AB'nin ülke bazlı kota ve kotayı aşan kısım için yüzde 25 vergi uygulamasının, Türkiye'nin AB'ye olan çelik ürünleri ihracatını büyük ölçüde sınırlandırdığının ve AB Komisyonu tarafından 17 Mayıs'ta korunma önleminin gözden geçirilmesi amacıyla soruşturma başlatıldığının aktarıldığı açıklamada, şunlar kaydedildi:
"Devam etmekte olan soruşturmayla sıcak haddelenmiş ürünlerde uygulanan global kotanın da ülke kotasına dönüştürülmesi yönünde bazı çelik üreticileri ve sivil toplum kuruluşlarının (STK) girişimlerde bulunduğu öğrenilmiştir.

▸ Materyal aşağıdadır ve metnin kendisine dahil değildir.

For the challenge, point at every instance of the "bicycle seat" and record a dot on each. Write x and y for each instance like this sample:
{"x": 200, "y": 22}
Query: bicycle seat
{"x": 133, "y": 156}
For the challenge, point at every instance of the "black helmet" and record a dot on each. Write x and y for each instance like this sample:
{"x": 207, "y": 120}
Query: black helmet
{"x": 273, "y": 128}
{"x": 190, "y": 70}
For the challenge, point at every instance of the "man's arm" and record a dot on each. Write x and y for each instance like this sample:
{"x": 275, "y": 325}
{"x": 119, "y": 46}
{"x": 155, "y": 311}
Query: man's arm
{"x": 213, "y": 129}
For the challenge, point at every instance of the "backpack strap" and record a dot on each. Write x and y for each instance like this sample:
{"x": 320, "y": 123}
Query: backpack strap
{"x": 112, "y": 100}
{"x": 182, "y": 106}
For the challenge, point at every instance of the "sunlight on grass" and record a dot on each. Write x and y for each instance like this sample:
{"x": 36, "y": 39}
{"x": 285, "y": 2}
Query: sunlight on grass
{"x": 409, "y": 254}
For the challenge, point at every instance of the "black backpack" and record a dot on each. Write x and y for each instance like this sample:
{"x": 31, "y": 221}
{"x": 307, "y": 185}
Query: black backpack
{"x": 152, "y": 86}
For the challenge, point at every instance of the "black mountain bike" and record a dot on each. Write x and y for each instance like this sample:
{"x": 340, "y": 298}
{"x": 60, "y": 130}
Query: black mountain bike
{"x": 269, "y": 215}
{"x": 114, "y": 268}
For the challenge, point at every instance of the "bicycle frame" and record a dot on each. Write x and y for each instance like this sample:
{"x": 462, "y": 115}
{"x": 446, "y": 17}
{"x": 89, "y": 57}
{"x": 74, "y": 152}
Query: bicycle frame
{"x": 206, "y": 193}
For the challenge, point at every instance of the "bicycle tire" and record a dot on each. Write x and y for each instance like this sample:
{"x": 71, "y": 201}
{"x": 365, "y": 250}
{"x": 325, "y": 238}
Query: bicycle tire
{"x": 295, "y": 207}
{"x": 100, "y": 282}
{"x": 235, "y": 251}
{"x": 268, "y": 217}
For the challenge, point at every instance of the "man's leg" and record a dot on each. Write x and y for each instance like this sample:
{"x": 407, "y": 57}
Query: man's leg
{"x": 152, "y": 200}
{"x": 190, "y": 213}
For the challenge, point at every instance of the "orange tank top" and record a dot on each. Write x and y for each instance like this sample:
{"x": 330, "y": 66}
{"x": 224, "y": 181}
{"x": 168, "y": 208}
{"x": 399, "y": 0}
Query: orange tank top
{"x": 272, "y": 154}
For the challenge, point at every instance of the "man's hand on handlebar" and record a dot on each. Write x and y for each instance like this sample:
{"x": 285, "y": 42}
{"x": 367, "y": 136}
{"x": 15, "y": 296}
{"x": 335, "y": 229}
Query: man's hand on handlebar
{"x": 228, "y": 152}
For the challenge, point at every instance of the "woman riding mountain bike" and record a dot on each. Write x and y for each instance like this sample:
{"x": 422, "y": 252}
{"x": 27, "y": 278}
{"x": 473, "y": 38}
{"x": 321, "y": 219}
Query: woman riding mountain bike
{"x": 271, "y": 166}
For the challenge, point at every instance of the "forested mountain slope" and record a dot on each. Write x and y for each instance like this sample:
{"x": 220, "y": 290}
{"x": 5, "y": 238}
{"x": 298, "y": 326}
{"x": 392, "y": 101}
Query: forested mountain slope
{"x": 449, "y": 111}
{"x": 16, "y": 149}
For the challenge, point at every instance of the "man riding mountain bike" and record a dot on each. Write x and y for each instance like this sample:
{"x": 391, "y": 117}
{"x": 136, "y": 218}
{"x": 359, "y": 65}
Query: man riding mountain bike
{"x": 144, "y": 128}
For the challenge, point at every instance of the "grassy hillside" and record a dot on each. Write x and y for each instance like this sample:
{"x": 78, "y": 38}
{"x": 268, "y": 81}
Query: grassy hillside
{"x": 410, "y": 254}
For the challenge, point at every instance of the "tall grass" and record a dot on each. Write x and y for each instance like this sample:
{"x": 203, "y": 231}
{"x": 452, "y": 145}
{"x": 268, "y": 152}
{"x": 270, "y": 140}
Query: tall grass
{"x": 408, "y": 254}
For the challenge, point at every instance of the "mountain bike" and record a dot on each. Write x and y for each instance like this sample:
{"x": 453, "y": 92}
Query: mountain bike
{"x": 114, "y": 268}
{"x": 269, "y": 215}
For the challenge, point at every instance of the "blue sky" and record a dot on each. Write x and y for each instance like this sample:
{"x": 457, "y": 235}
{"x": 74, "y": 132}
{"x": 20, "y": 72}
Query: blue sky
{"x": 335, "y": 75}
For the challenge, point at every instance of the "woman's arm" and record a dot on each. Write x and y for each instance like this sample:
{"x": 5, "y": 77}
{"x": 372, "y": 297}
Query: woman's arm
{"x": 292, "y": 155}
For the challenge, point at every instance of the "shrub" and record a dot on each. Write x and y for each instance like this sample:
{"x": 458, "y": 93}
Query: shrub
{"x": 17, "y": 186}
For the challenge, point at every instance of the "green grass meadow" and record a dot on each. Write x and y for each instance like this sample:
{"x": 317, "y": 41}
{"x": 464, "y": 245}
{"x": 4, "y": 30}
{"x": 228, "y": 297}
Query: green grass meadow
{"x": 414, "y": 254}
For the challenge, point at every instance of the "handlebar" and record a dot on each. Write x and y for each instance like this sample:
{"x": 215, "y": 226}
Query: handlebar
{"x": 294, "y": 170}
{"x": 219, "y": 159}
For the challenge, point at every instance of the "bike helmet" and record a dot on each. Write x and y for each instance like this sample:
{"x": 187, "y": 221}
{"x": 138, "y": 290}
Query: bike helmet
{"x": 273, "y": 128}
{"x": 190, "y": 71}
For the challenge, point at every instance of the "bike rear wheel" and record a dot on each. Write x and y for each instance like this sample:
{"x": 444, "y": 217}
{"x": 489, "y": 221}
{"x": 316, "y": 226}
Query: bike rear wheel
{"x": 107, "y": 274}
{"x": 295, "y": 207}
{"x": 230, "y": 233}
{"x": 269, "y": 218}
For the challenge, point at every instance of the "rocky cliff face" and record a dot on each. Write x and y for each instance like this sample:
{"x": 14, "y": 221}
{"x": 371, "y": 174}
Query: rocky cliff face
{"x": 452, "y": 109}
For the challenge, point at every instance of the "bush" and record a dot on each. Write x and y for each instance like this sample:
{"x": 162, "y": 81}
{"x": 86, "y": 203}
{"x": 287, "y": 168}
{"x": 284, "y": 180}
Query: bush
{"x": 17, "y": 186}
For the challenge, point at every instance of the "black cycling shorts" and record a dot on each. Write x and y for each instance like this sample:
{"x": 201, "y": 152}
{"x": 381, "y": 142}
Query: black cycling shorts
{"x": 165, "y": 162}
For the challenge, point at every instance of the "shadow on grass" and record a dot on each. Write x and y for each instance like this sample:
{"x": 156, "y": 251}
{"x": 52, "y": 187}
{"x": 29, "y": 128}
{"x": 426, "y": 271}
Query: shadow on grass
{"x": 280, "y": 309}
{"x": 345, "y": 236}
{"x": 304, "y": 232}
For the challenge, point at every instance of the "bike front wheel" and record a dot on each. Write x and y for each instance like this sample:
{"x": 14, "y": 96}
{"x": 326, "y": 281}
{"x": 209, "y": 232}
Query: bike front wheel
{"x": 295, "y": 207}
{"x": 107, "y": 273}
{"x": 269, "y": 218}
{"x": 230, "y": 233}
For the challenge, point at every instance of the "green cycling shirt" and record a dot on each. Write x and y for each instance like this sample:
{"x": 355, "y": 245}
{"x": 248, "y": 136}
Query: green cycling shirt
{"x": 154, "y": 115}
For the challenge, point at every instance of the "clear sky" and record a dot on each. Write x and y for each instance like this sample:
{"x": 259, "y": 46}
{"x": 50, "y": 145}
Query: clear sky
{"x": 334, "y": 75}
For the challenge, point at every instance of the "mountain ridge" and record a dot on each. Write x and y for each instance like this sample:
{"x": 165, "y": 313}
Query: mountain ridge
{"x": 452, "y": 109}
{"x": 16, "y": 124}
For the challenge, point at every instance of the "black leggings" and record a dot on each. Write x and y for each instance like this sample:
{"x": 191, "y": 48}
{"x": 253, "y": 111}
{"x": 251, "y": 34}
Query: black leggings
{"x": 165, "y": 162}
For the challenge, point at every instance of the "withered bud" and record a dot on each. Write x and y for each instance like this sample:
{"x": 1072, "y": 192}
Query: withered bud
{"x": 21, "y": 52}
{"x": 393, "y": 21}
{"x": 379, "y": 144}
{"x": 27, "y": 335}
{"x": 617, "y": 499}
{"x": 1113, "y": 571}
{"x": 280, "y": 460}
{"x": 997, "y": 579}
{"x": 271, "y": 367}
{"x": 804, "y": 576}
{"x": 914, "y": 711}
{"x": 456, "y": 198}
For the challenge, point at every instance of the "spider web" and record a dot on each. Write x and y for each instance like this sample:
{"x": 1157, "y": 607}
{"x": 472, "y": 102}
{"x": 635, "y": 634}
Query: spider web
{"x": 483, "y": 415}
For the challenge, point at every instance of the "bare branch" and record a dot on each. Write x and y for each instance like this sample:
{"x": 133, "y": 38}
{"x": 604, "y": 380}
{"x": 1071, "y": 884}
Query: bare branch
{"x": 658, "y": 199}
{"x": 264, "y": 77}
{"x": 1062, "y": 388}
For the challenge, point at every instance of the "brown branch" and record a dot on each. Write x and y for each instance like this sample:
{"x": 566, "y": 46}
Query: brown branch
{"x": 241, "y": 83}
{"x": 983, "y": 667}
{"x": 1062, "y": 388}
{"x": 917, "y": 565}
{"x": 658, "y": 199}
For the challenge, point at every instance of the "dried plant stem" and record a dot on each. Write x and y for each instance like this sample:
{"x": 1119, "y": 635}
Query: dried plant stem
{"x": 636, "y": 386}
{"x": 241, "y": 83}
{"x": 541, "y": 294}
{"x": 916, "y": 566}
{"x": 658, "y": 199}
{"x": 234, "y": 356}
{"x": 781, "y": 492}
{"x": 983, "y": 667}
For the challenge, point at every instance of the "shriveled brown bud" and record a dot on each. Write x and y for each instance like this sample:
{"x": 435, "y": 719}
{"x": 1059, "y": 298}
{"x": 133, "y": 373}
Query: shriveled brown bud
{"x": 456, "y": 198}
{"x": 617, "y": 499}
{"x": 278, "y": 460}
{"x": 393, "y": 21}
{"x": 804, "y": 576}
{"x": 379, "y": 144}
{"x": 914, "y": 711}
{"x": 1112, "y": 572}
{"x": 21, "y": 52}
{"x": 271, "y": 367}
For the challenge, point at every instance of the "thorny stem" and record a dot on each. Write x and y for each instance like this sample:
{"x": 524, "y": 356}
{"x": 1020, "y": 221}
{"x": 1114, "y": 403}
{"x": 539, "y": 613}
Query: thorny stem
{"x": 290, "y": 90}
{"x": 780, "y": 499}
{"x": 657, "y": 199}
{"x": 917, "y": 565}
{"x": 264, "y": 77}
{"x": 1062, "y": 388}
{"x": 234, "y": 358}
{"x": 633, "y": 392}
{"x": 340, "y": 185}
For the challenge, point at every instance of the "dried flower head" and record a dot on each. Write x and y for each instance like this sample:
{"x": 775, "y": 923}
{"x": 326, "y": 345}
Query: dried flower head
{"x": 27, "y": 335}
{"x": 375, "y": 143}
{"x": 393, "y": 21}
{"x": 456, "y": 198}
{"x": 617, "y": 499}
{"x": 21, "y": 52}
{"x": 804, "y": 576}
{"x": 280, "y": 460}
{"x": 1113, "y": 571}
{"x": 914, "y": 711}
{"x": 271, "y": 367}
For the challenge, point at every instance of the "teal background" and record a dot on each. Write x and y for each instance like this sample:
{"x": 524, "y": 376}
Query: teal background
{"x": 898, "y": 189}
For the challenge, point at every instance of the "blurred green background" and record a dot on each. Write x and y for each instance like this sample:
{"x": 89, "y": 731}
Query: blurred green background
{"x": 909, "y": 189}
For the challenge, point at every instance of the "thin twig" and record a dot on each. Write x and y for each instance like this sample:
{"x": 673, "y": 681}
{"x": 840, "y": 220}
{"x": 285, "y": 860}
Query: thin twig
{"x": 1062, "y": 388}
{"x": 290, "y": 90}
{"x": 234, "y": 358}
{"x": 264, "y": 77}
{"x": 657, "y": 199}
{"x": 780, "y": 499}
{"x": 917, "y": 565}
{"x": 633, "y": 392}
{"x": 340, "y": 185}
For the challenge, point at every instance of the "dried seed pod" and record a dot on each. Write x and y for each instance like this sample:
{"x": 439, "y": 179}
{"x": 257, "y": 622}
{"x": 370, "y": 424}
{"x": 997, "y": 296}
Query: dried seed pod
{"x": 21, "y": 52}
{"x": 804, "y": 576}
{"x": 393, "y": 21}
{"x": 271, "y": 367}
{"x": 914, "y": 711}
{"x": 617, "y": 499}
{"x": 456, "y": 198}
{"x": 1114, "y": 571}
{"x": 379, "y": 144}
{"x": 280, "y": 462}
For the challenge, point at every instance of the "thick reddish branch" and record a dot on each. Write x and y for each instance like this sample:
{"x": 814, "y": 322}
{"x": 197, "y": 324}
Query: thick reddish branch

AB'ye sıcak sac ihracatımız, şubat ayındaki 272 bin ton seviyesinden nisan ayında 154 bin ton seviyesine düşerken, ithalatımız yüzde 127 artışla şubat ayındaki 100 bin ton seviyesinden, nisan ayında 227 bin ton seviyesine yükselmiştir. Buna rağmen bazı AB çelik üreticilerinin ve STK'ların, yassı sıcak ürünlerinin de global kotadan çıkarılarak ülke bazında kota uygulamasına tabi tutulması yolundaki talepleri, Türkiye ile Avrupa Kömür ve Çelik Topluluğu arasındaki Serbest Ticaret Anlaşması ile bağdaşmamaktadır. AB'nin nisan ayında ülkemize sıcak sac ihracatı yüzde 132 oranında ciddi bir artış gösterirken, AB Komisyonu tarafından ülkemizden yapılacak sıcak sac ihracatını sınırlayıcı yönde adımlar atılıyor olması, hali hazırda gerilemekte olan ihracatımızı olumsuz yönde etkileyecektir.
AB'nin bu yönde uygulamalara devam etmesi halinde, Türkiye olarak mütekabiliyet esaslı, eşit düzeyde etki yaratacak, 2018 yılı ithalatı baz alınarak belirlenecek kota ve kotayı aşan kısım için daha fazla geç kalınmadan yüzde 25 gümrük vergisi uygulamasına geçilmesinde zaruret olduğu değerlendirilmektedir."